Our findings suggest that a sample of 10 000 individuals (with 25% cases) is not sufficient—in EAs or in AAs—to identify robust risk loci. A larger sample size and greater genotyping coverage (particularly in AA individuals) will afford greater power in future single variant association analyses. As well, it is possible that highly standardized phenotyping and/or ascertainment of more specific populations may increase power by decreasing phenotypic heterogeneity, as is arguably the explanation for success of the CONVERGE consortium.55 Future work needs to more carefully consider trauma exposure, a necessary though not sufficient condition for the development of PTSD. Although the majority of controls (87.7%) in the current analysis were trauma exposed, the inclusion of nontrauma-exposed controls may have reduced power to detect PTSD loci. Moreover, sex differences in both type and quantity of trauma exposure are well documented56 and will be important to consider in future research examining sex differences in heritability. In the interim, the successful polygenic analyses discussed above (that is, significant heritability estimates and genetic correlations) mean that the summary statistics made available with this report will be informative for PTSD studies when used with appropriate polygenic methods (for example, PRS and LDSC).

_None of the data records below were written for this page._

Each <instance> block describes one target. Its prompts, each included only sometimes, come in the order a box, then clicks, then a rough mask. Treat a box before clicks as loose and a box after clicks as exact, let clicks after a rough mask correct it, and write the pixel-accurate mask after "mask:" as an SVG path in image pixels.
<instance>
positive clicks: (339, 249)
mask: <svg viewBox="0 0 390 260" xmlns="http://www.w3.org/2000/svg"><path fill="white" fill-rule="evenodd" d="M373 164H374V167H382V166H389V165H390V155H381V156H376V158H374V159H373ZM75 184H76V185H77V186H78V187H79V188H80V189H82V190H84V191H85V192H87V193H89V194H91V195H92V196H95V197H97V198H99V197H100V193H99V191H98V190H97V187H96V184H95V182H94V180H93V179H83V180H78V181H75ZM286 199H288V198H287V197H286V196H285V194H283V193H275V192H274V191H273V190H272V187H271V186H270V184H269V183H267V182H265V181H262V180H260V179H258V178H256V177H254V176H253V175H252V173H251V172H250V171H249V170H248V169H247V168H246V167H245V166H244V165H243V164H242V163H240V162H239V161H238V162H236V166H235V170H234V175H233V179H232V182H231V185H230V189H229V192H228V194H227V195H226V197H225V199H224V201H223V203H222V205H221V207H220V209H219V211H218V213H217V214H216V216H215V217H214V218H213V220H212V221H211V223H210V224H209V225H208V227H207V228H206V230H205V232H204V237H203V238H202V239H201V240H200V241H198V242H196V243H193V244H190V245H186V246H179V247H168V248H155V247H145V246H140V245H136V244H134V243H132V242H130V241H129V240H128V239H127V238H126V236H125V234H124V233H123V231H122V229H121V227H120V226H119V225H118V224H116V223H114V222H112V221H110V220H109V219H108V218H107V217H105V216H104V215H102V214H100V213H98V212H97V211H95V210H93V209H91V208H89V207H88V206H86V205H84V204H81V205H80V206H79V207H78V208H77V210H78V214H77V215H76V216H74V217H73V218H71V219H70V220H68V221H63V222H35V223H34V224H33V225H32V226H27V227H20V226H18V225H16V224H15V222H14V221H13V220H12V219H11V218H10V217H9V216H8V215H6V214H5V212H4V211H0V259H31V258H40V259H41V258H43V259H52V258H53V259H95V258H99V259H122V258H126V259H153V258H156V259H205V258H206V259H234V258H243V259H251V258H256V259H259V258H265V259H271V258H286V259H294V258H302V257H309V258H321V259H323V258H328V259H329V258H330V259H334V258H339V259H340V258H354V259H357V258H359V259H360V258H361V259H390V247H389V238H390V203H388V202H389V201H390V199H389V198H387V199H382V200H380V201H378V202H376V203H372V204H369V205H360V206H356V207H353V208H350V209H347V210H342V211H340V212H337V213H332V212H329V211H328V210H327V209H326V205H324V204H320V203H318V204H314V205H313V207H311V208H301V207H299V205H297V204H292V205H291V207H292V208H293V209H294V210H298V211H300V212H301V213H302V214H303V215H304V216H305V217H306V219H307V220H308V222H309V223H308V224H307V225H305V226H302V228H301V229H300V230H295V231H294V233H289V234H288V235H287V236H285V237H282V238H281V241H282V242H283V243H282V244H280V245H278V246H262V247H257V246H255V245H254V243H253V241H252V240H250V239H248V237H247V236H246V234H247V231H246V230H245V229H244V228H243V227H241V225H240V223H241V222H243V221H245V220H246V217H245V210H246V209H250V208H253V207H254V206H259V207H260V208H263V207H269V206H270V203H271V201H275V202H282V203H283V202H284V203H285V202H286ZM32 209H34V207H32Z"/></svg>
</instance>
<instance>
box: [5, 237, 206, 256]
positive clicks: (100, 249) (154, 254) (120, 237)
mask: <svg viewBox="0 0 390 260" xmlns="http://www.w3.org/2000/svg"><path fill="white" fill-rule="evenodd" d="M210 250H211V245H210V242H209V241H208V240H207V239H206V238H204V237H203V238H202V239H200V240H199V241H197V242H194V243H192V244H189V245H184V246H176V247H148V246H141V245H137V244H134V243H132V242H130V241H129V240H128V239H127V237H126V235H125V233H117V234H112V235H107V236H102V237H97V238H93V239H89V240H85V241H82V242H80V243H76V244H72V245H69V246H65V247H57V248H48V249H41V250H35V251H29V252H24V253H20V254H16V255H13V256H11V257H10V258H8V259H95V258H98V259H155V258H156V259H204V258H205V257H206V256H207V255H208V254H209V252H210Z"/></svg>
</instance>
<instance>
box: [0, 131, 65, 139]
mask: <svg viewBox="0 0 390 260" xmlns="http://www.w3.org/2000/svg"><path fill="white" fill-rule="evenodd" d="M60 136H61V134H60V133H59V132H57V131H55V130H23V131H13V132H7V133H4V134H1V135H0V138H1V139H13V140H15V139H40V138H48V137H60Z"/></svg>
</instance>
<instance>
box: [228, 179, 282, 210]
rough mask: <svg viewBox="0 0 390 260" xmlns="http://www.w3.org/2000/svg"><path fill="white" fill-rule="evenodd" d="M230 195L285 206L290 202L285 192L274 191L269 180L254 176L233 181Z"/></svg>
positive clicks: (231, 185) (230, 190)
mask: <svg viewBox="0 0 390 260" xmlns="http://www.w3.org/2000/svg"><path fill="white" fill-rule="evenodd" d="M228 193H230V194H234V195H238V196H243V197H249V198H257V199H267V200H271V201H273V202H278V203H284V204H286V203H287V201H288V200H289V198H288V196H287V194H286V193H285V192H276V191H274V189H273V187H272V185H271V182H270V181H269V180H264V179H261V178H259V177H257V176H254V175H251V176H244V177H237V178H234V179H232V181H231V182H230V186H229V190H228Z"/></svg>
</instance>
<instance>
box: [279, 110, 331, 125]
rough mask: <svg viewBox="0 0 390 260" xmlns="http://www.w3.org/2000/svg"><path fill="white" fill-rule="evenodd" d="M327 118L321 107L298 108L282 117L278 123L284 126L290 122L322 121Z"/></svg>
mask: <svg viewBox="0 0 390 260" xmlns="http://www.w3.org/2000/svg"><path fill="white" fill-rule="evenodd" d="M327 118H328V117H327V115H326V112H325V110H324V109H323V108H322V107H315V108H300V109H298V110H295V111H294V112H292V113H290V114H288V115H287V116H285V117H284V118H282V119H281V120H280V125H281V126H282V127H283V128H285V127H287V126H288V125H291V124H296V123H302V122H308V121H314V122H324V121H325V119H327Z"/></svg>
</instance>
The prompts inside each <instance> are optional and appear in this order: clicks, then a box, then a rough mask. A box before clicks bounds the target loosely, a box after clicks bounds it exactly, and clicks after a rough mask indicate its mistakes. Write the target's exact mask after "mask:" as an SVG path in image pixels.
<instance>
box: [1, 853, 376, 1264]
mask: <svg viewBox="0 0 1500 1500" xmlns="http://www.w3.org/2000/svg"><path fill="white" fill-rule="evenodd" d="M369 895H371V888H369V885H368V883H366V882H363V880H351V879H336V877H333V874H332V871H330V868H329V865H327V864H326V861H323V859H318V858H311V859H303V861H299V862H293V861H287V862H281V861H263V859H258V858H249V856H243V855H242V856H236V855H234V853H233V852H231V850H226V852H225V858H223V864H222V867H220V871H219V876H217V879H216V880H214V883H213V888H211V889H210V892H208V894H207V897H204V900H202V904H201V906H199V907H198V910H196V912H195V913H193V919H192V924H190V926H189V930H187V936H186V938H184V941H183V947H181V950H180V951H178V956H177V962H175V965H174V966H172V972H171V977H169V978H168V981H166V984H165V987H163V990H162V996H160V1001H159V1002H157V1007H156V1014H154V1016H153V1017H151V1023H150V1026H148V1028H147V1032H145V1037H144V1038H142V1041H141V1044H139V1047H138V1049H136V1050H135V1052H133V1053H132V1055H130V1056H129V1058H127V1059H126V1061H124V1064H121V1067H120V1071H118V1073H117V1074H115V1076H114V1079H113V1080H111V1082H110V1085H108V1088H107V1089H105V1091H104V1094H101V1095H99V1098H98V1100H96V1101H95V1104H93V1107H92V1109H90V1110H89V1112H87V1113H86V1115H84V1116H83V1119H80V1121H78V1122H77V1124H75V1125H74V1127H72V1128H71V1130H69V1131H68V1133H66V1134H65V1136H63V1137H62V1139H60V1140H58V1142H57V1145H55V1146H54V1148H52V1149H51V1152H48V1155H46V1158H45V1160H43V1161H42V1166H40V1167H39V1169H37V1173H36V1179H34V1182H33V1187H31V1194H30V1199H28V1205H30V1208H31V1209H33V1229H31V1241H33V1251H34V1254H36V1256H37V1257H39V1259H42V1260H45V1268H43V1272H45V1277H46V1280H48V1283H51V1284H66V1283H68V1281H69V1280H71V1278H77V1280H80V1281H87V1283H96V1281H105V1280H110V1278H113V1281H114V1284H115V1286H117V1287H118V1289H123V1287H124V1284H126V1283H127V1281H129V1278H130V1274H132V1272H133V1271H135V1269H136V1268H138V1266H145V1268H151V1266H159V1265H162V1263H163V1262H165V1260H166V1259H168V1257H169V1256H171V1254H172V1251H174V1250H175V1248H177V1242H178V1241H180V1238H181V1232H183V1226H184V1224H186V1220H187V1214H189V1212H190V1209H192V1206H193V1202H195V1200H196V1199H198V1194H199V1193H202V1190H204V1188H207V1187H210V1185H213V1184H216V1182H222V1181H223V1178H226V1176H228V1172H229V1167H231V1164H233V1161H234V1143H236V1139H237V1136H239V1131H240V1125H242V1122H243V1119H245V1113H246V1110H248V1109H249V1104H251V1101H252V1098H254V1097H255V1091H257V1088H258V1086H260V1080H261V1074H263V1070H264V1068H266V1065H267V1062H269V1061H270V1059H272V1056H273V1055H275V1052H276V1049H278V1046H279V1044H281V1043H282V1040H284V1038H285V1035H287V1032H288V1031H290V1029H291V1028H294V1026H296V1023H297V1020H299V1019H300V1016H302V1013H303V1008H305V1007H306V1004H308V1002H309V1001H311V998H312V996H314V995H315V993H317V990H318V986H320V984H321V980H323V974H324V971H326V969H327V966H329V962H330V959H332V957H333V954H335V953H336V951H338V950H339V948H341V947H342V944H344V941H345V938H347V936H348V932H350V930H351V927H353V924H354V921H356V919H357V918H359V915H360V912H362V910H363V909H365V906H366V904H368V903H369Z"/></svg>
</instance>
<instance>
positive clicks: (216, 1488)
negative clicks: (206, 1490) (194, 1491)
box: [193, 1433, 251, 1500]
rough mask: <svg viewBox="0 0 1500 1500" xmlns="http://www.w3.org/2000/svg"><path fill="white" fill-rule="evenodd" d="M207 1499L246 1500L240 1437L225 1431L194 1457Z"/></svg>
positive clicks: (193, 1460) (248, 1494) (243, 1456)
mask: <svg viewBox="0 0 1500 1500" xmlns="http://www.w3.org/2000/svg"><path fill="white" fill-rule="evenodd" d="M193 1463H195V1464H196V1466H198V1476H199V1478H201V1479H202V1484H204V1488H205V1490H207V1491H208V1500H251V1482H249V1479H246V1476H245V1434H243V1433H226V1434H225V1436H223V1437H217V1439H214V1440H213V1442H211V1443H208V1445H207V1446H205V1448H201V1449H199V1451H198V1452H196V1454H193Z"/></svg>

In summary, we find that PTSD—a disorder that by definition requires an environmental exposure, trauma—is also partly genetic in origin. This result comes as a foregone conclusion for researchers steeped in the behavioral genetics literature, but for those unfamiliar with twin studies or skeptical of their results, heritability based on molecular genetic data is compelling. Reassuringly, these molecular genetic heritability results are consistent with twin studies. All available evidence suggests that PTSD heritability among females is higher than males. Overall, PTSD heritability is comparable to that of MDD, but female heritability is close to that of SCZ and BIP, two of the most genetically influenced psychiatric disorders. Male PTSD SNP-chip heritability, in contrast, was lower than any recorded for a major psychiatric disorder and not distinguishable from zero with current sample sizes. Although large in comparison with previous reports, the current sample size of over 20 000 was still a limiting factor in single variant analyses. The strong evidence of shared genetic effects between PTSD and SCZ is worth further investigation and consistent with data from birth cohort studies that have found early childhood factors such as low IQ57, 58 and psychotic symptoms59 to be risk factors for both syndromes, but not for MDD or BIP. More variable evidence suggests that larger samples are needed to precisely resolve genetic overlap for BIP and MDD. Finally, the distribution of individuals of different ancestries in this analysis illuminated analytical and interpretational disparities for individuals of all ancestries as compared with EA individuals, and highlights the need for large genetic studies in non-European populations. Data from the largest genetic examination of PTSD to date demonstrate significant heritability for the development of PTSD, suggest at least partial genetic mediation of comorbidities, and outline important areas for future progress in understanding the genomic architecture of PTSD.